The Coles Group Ltd (ASX: COL) share price is up close to 1% amid comments by the CEO that the supermarket business is expecting to report a very strong end to the 2021 calendar year.
According to reporting by the Australian Financial Review, the Coles CEO Steven Cain is expecting a record Christmas as consumers spend some of the cash that they have saved. Mr Cain thinks that people are going to spend up on both food and drink.
The AFR quoted Mr Cain, who said:
There's a lot of catching up to do. There's $100 billion extra sitting in people's bank accounts. We expect a fair share of that to be spent on food and drink. There's a lot of premiumisation.
Potential inflation is coming under increasing focus. At the moment, red meat is the only place where inflation is "justified". It was reported that there are shortages when it comes to red meat because of intermittent COVID-19 restrictions on meat processors. However, other areas are also seeing a bit of inflation.
The newspaper said new investment bank Barrenjoey has warned that shoppers will have to prepare for the highest supermarket prices over the last decade as suppliers try to make up for the higher prices of commodities, packaging and freight. Suppliers may be wanting price increases of mid-to-high single digits, less product discounting and more "shrinkflation" (where products get smaller).
How is it doing at the moment?
In terms of the Coles share price, it's up around 10% over the last six months, though it is down 8% since 23 August 2021.
The latest result that investors have seen was the FY21 report. That's when the company said it had achieved 3.1% sales growth, 6.3% earnings before interest and tax (EBIT) growth and a 7.5% rise of net profit after tax (NPAT).

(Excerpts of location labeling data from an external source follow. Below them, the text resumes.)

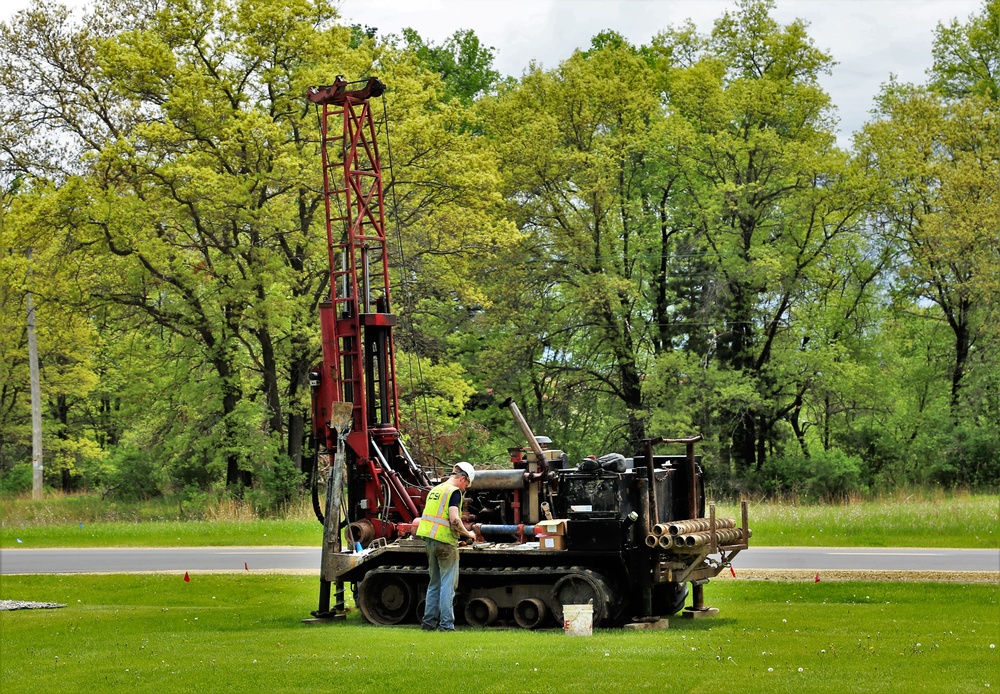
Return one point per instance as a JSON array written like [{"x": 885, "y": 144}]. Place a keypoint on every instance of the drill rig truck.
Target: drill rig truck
[{"x": 625, "y": 533}]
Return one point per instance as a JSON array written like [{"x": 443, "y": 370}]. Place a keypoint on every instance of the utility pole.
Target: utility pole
[{"x": 36, "y": 396}]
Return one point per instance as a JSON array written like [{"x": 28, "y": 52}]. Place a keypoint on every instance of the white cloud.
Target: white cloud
[{"x": 869, "y": 39}]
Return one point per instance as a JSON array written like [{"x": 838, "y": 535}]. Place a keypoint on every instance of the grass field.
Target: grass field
[
  {"x": 243, "y": 632},
  {"x": 962, "y": 521}
]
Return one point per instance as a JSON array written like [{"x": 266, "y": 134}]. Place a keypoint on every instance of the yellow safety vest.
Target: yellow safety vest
[{"x": 434, "y": 523}]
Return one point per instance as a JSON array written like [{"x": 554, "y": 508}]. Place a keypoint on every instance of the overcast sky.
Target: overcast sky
[{"x": 869, "y": 39}]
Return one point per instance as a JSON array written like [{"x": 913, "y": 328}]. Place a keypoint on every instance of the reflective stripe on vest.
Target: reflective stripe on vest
[{"x": 434, "y": 522}]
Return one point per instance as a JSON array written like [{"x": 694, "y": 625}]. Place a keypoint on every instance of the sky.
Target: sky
[{"x": 869, "y": 39}]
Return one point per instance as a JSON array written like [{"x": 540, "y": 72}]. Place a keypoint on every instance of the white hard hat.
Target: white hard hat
[{"x": 466, "y": 469}]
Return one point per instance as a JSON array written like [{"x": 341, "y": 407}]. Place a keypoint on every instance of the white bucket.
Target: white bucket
[{"x": 578, "y": 620}]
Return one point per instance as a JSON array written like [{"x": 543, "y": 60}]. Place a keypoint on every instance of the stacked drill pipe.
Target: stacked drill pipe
[
  {"x": 695, "y": 525},
  {"x": 693, "y": 533},
  {"x": 722, "y": 537}
]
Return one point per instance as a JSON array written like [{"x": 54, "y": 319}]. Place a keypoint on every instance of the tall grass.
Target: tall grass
[
  {"x": 243, "y": 632},
  {"x": 913, "y": 520}
]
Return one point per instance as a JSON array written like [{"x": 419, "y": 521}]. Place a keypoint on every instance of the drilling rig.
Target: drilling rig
[{"x": 627, "y": 534}]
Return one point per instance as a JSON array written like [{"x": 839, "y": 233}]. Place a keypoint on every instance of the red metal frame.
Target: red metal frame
[{"x": 356, "y": 323}]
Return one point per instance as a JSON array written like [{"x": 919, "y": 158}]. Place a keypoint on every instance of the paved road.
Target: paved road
[{"x": 31, "y": 561}]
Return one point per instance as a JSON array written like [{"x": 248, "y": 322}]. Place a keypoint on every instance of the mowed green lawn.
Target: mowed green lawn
[
  {"x": 961, "y": 521},
  {"x": 242, "y": 632}
]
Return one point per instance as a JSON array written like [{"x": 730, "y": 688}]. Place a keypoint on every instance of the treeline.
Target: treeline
[{"x": 643, "y": 241}]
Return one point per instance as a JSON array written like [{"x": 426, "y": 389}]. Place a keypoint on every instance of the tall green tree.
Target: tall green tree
[{"x": 768, "y": 198}]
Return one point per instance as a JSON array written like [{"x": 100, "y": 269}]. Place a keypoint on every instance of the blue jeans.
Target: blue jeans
[{"x": 442, "y": 567}]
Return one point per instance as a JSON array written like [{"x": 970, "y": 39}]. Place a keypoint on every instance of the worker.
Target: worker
[{"x": 441, "y": 527}]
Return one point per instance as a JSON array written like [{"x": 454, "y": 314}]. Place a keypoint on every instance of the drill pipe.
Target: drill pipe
[
  {"x": 721, "y": 536},
  {"x": 697, "y": 525}
]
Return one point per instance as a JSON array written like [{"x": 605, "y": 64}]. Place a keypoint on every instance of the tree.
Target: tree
[
  {"x": 767, "y": 197},
  {"x": 576, "y": 317}
]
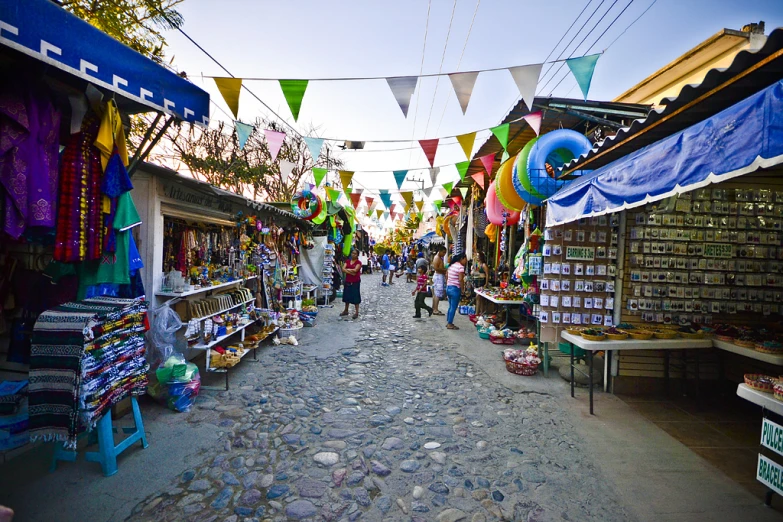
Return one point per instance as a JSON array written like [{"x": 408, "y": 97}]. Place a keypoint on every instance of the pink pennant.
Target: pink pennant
[
  {"x": 534, "y": 120},
  {"x": 274, "y": 141},
  {"x": 487, "y": 161},
  {"x": 479, "y": 179},
  {"x": 430, "y": 147}
]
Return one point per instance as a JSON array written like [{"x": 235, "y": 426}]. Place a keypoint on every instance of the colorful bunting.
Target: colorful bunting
[
  {"x": 430, "y": 148},
  {"x": 345, "y": 178},
  {"x": 399, "y": 177},
  {"x": 319, "y": 174},
  {"x": 463, "y": 87},
  {"x": 501, "y": 133},
  {"x": 462, "y": 168},
  {"x": 534, "y": 120},
  {"x": 478, "y": 177},
  {"x": 274, "y": 141},
  {"x": 229, "y": 88},
  {"x": 314, "y": 145},
  {"x": 403, "y": 88},
  {"x": 526, "y": 78},
  {"x": 243, "y": 133},
  {"x": 294, "y": 90},
  {"x": 487, "y": 161},
  {"x": 466, "y": 142},
  {"x": 286, "y": 169},
  {"x": 582, "y": 68}
]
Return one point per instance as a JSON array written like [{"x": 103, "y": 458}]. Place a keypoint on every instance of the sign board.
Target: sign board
[
  {"x": 718, "y": 250},
  {"x": 770, "y": 474},
  {"x": 577, "y": 253},
  {"x": 772, "y": 436}
]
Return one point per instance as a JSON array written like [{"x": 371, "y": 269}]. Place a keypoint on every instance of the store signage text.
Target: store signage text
[
  {"x": 770, "y": 474},
  {"x": 196, "y": 199},
  {"x": 580, "y": 253},
  {"x": 772, "y": 436},
  {"x": 718, "y": 250}
]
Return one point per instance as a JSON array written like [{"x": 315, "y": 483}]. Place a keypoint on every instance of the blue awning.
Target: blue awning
[
  {"x": 49, "y": 33},
  {"x": 741, "y": 139}
]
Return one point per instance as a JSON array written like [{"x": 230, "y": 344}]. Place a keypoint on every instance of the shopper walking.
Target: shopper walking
[
  {"x": 353, "y": 278},
  {"x": 454, "y": 287},
  {"x": 438, "y": 280},
  {"x": 421, "y": 293}
]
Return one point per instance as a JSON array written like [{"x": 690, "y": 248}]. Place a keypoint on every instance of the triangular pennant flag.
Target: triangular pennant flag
[
  {"x": 402, "y": 89},
  {"x": 243, "y": 133},
  {"x": 345, "y": 178},
  {"x": 478, "y": 177},
  {"x": 399, "y": 177},
  {"x": 286, "y": 169},
  {"x": 487, "y": 161},
  {"x": 534, "y": 120},
  {"x": 408, "y": 198},
  {"x": 582, "y": 68},
  {"x": 526, "y": 78},
  {"x": 466, "y": 142},
  {"x": 386, "y": 198},
  {"x": 462, "y": 168},
  {"x": 501, "y": 133},
  {"x": 294, "y": 90},
  {"x": 314, "y": 145},
  {"x": 430, "y": 147},
  {"x": 463, "y": 87},
  {"x": 434, "y": 174},
  {"x": 319, "y": 174},
  {"x": 274, "y": 141},
  {"x": 229, "y": 88}
]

As part of the result release, Coles gave its outlook for FY22. The company said that local shopping trends had re-emerged, with e-commerce and neighbourhood stores outperforming shopping centre and CBD locations.
In supermarkets, sales growth in the first seven weeks of the first quarter of FY22 was approximately 1%, with 12% growth over two years. The first several weeks of FY21 included elevated sales from Victoria. E-commerce penetration was approximately 8% in the first quarter. In July, Coles supermarkets incurred about $15 million of COVID-19 costs.

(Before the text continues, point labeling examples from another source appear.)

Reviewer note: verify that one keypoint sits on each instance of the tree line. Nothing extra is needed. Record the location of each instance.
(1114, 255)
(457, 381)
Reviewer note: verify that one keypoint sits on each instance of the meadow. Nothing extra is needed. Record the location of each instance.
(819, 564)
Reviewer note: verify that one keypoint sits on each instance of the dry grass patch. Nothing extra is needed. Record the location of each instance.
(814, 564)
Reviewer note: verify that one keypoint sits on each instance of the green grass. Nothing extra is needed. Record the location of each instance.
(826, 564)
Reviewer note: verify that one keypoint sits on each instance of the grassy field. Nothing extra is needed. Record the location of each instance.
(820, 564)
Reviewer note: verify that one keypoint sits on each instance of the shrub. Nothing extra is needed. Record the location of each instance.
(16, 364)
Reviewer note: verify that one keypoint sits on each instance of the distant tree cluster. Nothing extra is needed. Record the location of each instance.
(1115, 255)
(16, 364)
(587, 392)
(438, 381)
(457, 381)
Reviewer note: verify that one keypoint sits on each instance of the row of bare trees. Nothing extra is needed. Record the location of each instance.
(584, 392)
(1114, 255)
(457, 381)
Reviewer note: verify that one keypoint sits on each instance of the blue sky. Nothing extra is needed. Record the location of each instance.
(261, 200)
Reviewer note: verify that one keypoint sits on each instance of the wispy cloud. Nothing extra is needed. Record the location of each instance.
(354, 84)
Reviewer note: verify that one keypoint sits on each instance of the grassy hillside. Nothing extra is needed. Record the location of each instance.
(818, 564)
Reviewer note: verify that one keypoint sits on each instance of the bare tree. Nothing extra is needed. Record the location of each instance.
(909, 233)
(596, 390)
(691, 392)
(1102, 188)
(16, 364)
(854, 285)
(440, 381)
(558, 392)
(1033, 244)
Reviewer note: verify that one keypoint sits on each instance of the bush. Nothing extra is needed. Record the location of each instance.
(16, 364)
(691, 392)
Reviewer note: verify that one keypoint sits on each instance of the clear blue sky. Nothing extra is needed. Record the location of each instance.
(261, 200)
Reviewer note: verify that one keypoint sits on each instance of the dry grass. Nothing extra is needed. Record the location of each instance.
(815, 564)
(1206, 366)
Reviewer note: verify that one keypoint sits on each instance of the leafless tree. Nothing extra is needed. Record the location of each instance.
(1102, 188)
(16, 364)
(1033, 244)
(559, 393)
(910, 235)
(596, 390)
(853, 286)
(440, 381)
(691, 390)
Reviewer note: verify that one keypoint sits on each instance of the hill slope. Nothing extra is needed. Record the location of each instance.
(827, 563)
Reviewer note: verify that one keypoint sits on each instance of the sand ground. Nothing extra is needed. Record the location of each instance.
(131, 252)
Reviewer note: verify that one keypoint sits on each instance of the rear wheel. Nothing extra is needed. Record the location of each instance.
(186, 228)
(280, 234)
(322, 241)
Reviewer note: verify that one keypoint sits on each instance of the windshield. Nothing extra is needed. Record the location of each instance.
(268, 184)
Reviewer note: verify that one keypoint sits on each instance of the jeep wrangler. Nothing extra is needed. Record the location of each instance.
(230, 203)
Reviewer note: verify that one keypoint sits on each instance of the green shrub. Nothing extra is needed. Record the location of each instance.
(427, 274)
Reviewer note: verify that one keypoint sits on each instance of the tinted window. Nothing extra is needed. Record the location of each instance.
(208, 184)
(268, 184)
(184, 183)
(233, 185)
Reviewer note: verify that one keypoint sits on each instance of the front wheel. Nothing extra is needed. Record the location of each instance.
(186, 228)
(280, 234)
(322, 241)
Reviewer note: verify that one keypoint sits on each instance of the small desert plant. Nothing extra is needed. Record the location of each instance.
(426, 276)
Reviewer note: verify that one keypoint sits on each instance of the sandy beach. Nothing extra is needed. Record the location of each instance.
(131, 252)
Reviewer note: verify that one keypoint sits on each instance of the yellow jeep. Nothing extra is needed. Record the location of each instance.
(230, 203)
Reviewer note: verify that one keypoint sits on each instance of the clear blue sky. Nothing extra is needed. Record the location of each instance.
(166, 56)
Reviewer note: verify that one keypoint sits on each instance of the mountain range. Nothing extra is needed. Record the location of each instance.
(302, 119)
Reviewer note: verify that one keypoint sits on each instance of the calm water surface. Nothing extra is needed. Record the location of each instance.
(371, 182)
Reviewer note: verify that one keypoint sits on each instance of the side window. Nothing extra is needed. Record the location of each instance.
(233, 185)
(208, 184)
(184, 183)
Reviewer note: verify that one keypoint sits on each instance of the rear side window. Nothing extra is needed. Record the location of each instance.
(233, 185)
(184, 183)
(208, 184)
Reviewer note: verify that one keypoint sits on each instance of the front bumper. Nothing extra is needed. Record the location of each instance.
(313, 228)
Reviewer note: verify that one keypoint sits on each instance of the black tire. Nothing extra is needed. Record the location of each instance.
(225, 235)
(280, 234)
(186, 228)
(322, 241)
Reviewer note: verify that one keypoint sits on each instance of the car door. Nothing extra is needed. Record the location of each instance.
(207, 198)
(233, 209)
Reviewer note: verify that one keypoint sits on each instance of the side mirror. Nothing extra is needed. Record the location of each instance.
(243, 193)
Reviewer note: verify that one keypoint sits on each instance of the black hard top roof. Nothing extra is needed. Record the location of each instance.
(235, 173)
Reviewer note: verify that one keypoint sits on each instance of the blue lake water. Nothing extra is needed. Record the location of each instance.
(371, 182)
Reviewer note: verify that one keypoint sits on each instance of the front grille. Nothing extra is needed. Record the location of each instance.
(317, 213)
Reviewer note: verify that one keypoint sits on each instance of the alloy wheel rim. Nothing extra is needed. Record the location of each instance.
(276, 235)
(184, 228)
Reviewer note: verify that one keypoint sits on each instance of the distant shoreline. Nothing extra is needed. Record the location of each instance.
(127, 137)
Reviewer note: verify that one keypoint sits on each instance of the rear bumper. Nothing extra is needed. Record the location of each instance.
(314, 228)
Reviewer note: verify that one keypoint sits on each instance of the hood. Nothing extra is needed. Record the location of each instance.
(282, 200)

Coles said that liquor sales were strong as lockdowns continued, with growth being flat year on year, but up 19% on a two-year basis.
In Express, fuel volumes were being impacted by lockdowns, with average weekly fuel volumes of approximately 49ML in the first seven weeks.
In 'other', FY22 corporate costs are expected to be approximately $75 million. But smarter selling benefits are expected to be more than $200 million in FY22. It's going to renew around 50 stores and open another 20 in FY22.
The business continues to invest as it works on its two new Witron distribution centres.
Coles share price valuation
According to Commsec, Coles shares are currently valued at 22x FY23's estimated earnings.